Il private equity e il direct lending crescono in Italia, ma il tasso di penetrazione resta inferiore rispetto ad altri Paesi europei. Ed è proprio questo gap il primo fattore a creare margini per nuove iniziative. Inoltre, gli operatori domestici hanno dimensioni ridotte e un’impronta locale, fattori che offrono opportunità a un player internazionale come noi. Ci focalizziamo su segmenti in forte crescita dove l’Europa eccelle: servizi B2B tecnologici, finanza, biotech, applicazioni mediche e soluzioni ambientali. Ma vogliamo anche sostenere il ricambio generazionale del tessuto produttivo: molte PMI italiane sono infatti a conduzione familiare e il 15% dei cda ha un’età media di 65 anni. Anche per questo realtà come Futura, startup di istruzione tramite IA in cui abbiamo investito, mostrano interesse ad aprire il capitale.
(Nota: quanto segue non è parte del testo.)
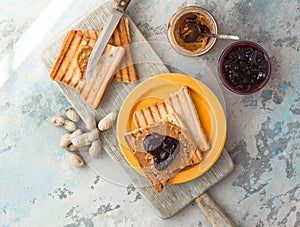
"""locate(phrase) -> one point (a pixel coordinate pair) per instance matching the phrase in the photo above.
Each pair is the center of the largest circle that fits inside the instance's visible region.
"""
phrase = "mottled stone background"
(38, 186)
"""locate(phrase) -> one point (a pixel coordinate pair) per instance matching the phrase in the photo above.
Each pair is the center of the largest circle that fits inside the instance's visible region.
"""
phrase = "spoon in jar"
(220, 36)
(193, 32)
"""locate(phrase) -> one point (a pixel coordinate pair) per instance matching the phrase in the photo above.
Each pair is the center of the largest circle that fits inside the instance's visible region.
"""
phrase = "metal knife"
(108, 29)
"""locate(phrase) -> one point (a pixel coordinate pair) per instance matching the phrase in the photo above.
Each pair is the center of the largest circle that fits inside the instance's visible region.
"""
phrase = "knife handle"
(122, 5)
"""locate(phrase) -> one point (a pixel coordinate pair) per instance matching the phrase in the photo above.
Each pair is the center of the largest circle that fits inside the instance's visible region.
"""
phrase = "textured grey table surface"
(40, 187)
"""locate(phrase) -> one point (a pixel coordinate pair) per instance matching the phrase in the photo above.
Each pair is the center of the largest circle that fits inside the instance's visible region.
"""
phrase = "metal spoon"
(220, 36)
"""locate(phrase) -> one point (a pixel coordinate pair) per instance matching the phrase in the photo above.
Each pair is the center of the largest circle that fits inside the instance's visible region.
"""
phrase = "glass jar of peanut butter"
(185, 28)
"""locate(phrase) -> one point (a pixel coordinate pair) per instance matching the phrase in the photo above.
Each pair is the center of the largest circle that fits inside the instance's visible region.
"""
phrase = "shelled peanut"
(79, 140)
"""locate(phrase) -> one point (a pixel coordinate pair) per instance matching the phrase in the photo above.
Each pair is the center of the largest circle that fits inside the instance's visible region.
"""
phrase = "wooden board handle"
(214, 214)
(122, 5)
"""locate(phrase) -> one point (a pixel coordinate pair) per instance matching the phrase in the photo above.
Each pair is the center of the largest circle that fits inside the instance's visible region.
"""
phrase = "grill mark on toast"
(68, 59)
(69, 77)
(67, 42)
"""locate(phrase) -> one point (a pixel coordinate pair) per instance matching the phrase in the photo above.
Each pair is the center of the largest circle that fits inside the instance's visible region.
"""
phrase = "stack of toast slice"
(70, 65)
(169, 162)
(178, 109)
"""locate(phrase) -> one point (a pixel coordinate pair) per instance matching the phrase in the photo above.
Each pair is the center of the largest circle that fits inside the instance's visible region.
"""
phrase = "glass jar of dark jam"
(244, 67)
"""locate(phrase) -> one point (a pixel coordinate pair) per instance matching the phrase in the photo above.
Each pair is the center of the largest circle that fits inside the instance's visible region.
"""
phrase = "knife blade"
(108, 29)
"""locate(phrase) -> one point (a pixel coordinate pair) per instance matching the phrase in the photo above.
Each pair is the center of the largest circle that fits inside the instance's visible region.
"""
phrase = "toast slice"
(121, 37)
(162, 149)
(70, 66)
(186, 110)
(178, 114)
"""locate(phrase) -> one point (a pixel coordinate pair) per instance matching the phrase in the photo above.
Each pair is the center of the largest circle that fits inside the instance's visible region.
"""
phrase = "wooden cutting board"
(174, 197)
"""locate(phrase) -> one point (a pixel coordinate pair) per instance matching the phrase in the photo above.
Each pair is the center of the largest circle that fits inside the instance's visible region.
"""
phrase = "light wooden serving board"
(174, 197)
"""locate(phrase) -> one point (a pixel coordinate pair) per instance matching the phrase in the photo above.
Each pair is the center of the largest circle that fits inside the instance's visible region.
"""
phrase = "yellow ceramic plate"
(210, 112)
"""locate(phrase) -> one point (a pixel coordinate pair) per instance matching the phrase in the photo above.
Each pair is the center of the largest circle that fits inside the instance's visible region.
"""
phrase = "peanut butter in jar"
(185, 28)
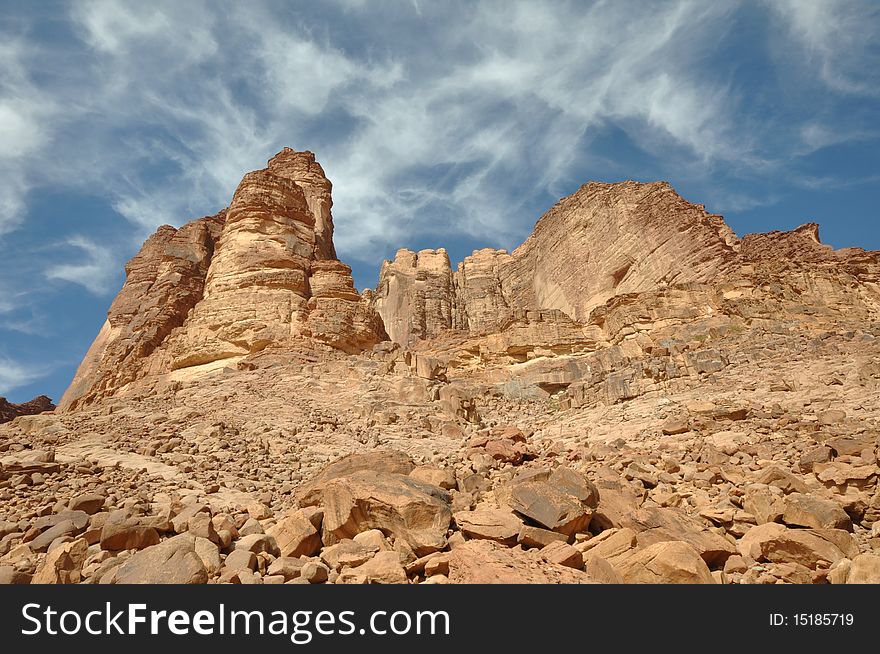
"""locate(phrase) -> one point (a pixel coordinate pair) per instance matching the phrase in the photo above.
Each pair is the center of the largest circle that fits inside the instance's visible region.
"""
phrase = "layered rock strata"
(262, 272)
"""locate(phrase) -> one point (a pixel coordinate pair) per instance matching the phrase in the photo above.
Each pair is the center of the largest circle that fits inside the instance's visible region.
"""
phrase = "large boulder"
(668, 562)
(485, 562)
(660, 524)
(380, 461)
(296, 535)
(778, 544)
(490, 524)
(810, 511)
(395, 504)
(174, 561)
(550, 507)
(63, 565)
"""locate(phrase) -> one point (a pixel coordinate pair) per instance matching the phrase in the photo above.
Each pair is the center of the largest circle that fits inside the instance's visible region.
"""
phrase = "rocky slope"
(10, 411)
(633, 395)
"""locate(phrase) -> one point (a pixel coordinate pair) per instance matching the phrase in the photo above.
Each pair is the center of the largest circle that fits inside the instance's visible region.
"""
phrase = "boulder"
(89, 503)
(127, 536)
(810, 511)
(296, 535)
(174, 561)
(778, 544)
(415, 512)
(377, 461)
(383, 568)
(491, 524)
(668, 562)
(486, 562)
(550, 507)
(658, 524)
(63, 565)
(575, 484)
(563, 554)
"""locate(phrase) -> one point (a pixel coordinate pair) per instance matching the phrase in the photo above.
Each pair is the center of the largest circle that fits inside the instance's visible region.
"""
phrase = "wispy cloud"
(837, 39)
(93, 272)
(15, 374)
(423, 114)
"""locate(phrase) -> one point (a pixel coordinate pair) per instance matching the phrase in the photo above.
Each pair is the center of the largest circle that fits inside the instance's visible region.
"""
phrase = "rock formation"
(633, 395)
(602, 241)
(262, 272)
(10, 411)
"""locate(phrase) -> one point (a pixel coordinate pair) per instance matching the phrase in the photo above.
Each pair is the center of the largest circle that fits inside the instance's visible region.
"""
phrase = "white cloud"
(836, 38)
(14, 374)
(93, 273)
(422, 116)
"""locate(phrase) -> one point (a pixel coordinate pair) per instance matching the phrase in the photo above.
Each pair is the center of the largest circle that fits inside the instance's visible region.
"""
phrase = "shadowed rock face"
(10, 411)
(262, 272)
(604, 264)
(604, 240)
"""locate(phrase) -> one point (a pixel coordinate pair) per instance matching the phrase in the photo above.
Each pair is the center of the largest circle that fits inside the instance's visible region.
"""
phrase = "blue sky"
(449, 124)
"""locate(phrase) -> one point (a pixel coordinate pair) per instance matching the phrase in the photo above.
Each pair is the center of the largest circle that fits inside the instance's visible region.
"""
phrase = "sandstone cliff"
(602, 241)
(10, 411)
(261, 272)
(633, 395)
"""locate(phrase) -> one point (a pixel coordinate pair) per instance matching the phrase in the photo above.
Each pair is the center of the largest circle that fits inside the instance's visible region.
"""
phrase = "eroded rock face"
(714, 419)
(604, 240)
(10, 411)
(262, 272)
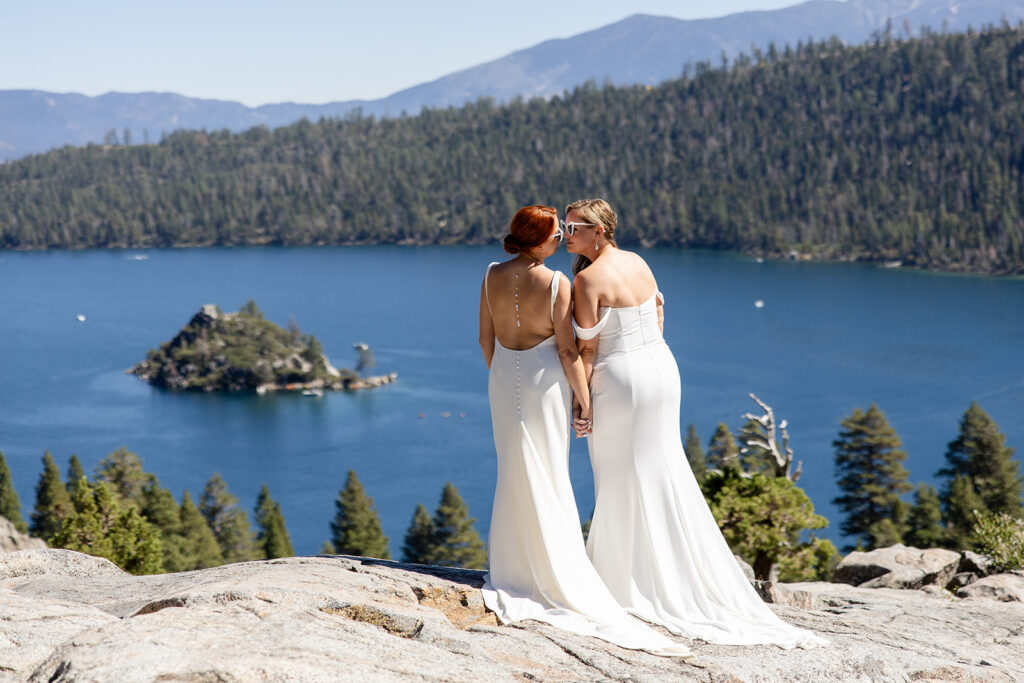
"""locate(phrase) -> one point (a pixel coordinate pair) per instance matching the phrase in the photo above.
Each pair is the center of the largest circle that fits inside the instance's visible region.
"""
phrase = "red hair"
(530, 226)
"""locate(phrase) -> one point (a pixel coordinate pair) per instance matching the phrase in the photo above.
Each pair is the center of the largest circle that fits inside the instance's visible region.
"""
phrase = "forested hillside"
(900, 150)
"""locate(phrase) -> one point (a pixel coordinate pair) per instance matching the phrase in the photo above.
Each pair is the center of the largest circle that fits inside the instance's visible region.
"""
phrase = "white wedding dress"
(538, 563)
(653, 540)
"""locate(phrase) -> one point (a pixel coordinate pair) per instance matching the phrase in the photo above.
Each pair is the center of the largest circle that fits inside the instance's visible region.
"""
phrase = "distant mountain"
(638, 49)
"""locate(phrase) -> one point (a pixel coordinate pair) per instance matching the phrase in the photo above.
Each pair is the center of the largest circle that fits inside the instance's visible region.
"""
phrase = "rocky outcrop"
(356, 619)
(1006, 587)
(11, 540)
(898, 566)
(244, 351)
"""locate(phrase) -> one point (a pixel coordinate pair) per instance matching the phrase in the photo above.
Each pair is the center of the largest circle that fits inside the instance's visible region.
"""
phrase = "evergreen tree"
(722, 450)
(925, 519)
(458, 543)
(694, 454)
(75, 472)
(356, 528)
(980, 457)
(201, 547)
(157, 505)
(963, 505)
(52, 501)
(761, 516)
(97, 525)
(420, 544)
(227, 521)
(271, 536)
(123, 471)
(869, 466)
(10, 505)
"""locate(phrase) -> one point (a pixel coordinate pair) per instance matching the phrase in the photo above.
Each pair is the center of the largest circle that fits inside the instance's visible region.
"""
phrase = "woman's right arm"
(585, 309)
(567, 351)
(486, 328)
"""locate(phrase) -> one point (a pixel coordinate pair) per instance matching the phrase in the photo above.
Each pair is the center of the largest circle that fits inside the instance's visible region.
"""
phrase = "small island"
(244, 351)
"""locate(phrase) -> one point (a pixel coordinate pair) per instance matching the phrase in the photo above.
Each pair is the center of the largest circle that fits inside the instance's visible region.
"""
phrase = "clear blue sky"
(300, 50)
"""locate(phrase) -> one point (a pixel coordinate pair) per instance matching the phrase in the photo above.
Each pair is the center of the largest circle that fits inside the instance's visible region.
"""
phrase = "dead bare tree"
(781, 455)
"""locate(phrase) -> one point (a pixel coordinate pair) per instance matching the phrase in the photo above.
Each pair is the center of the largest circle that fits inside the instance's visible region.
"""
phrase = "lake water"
(828, 339)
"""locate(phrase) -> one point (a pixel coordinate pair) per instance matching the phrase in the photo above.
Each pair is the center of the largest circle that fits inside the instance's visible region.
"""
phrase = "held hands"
(582, 420)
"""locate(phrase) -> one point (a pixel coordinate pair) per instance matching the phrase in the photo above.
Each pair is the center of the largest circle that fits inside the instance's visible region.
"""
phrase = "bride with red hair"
(539, 565)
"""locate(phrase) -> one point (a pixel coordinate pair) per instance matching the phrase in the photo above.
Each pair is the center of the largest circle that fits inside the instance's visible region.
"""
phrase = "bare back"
(619, 280)
(510, 285)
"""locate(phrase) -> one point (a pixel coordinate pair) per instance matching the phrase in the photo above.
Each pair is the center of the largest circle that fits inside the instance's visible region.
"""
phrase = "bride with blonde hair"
(652, 540)
(539, 567)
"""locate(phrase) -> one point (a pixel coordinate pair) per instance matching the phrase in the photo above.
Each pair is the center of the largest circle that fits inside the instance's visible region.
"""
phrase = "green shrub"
(1001, 538)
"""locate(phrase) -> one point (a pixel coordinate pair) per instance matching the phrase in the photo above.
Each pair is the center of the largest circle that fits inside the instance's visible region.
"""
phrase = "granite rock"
(898, 566)
(1005, 587)
(312, 619)
(11, 540)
Quali sono le operazioni che seguite nel nostro Paese e a quale bacino di clienti vi rivolgete?

Il bacino di imprese cui intendiamo rivolgerci è rappresentato da quel 90% di mid-cap locali che ha meno di 250 dipendenti: come player europeo specializzato in strategie buy-and-build siamo infatti convinti di poterle accompagnare in un percorso di sviluppo e trasformarle in campioni europei attraverso una crescita sia organica che inorganica. Per quanto riguarda i clienti, ci rivolgiamo principalmente a due categorie di partner: investitori istituzionali tradizionali, dalle compagnie assicurative alle banche fino alle casse di previdenza e ai fondi pensione, e partner distributivi per soluzioni di gestione patrimoniale. Siamo però anche dei grandi sostenitori della democratizzazione del private equity, trend rispetto alla quale vediamo una domanda molto solida nella Penisola e crediamo nel potenziale del nostro franchise di wealth management.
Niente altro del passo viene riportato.